Justement, j’ai toujours trouvé le son de La Légende de Jimmy très aseptisé. On parle d’un rebelle quand même !
Je suis entièrement d’accord avec toi ! D’autant que Dean, avec sa bisexualité, s’il avait vécu dans les années 90 ne serait pas mort au volant de sa Porsche mais du SIDA. C’était la métaphore que l’on voulait faire passer : La fureur de vivre n’avait pas changé mais l’amour et le sexe pouvaient devenir mortels. Le problème de Berger, c’était son urgence. Avec France Gall, on était persuadé que c’est ce qu’il avait écrit de plus beau, de personnel. Mais la production n’est pas au niveau des concerts que l’on donnait. Les musiciens américains qui jouaient dessus ont rendu une copie assez froide et impersonnelle. La production de Michel est très grand public. Il voulait plaire.
C’est pourtant un album lugubre, presque un requiem…
Totalement ! Les proches savent que Michel s’éloignait de sa profession, il a pris une baffe quand France voulait arrêter la musique. Il avait des envies de cinéma. Son album solo n’avait pas marché, il s’éloignait de sa femme, il était très sombre, beaucoup plus que pour Starmania deux ans avant. Le fait que La Légende de Jimmy n’ait pas fonctionné sur scène n’a fait qu’ajouter à sa mélancolie. C’est un album maudit mais culte. A l’image de ma carrière d’ailleurs. Peut-être que j’aurais dû mourir comme James Dean…
Pourquoi cet échec ? Il n’y a même pas de captation vidéo !
Même avec les VHS d’époque, tu ne pourrais faire qu’un vague montage du spectacle. France 2 n’a jamais fait de captation officielle. Chez moi, je n’ai que des vidéos pirates.
France adorait La Légende de Jimmy mais elle n’a pas réussi à le remonter.
Tu étais familier avec la mythologie de James Dean ?
Honnêtement, non. J’avais vu ses 3 films mais j’en avais de vagues souvenirs, la course de voiture dans La Fureur de Vivre bien sûr. Pour travailler le rôle, j’ai surtout étudié son attitude en partant de sa photogénie, il était si charismatique.

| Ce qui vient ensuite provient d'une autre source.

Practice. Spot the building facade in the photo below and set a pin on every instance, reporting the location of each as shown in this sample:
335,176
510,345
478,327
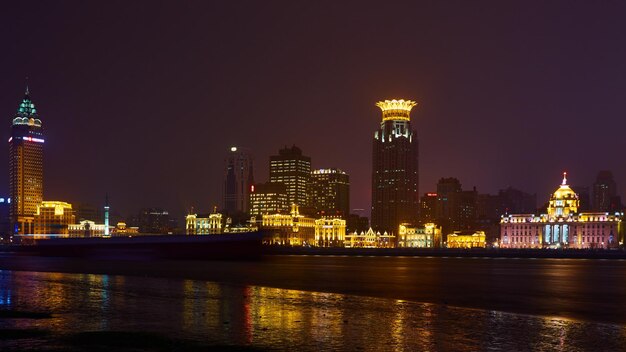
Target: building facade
53,218
293,169
268,198
25,167
563,226
238,179
395,194
330,232
428,236
330,192
463,239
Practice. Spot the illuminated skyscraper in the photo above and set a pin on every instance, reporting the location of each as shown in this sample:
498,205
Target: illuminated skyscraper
25,167
330,192
292,169
395,197
238,178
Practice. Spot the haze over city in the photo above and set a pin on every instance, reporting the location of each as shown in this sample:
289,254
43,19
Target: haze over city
143,100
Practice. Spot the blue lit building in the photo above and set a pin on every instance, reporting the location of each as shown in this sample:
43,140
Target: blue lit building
25,167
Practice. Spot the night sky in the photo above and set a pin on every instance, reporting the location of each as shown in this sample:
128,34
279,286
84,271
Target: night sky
143,99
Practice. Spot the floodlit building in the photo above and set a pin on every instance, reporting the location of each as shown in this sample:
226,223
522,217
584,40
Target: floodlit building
428,236
268,198
563,226
395,195
330,192
25,167
462,239
53,218
330,232
291,229
87,228
293,169
370,239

On a des trajectoires communes avec Dean : mon père artistique Michel Berger est mort et je ne m’en suis jamais remis, je me suis planté en bagnole 2 mois après La Légende Jimmy et vautré dans la came. La mort de Berger m’a désespéré. Il devait m’écrire un album, ma carrière en a été bouleversée. Pourtant je ne suis pas un glandeur, je n’arrête pas de sortir des albums et de faire de la scène.
Quel bain de jouvence : un visage de Satan Jokers tout droit issu des années 1980 !
On était en tournée en URSS et les 8 chanteurs annoncent comme des cons à Berger vouloir arrêter Starmania : avec le recul des décennies, ça fait bizarre comme choix collectif. Pas sûr que leur carrière s’en soit trouvé plus intéressante.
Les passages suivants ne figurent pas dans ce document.